The April workshops will focus on “canoe plants” and each month the emphasis will be on a different plant that was used in ancient Hawaiʻi. All supplies for the workshops will be provided.
The workshops are limited to five participants and are open to anyone 10 years of age and older. All workshops are held outdoors with social distancing and masks are required.
“Canoe plants” refer to the many useful plants that Polynesians first brought to Hawaiʻi on their voyaging canoes. The plants to be used in the workshops include hau (hibiscus), ipu (gourd), niu (coconut), and ‘ulu (breadfruit).
As the most important “canoe plant” and because the park is the former site of the King’s kalo patch, information on kalo will be presented at each workshop. Several beds of kalo are currently growing at the park.
During the month of April, participants will learn how to make strong and durable cordage from hau (hibiscus) and will view a demonstration of how to clean and prepare an ipu for use. At the conclusion of the hands-on workshop, each participant will have made a length of cordage which they can take home. The cordage and ipu workshop will be held on Saturdays – April 3, 10 and 17.
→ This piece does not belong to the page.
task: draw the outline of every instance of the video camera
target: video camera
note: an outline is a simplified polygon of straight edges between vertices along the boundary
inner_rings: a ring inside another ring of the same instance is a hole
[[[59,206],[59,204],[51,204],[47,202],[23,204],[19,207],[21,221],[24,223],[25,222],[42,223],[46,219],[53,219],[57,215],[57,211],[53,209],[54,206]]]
Kalapana Kollars, Hawaiian Cultural Director at Lahaina Restoration Foundation, will conduct the hands on workshops. Kalapana has been devoted to Hawaiian life-ways and the study of local history for over 25 years. As a lifelong learner, he actively apprentices under notable Hawaiian leaders.
The workshop series is funded by the Maui County Strong Fund of the Hawaiʻi Community Foundation through funds granted by the Office of Hawaiian Affairs and coordinated by Lahaina Restoration Foundation.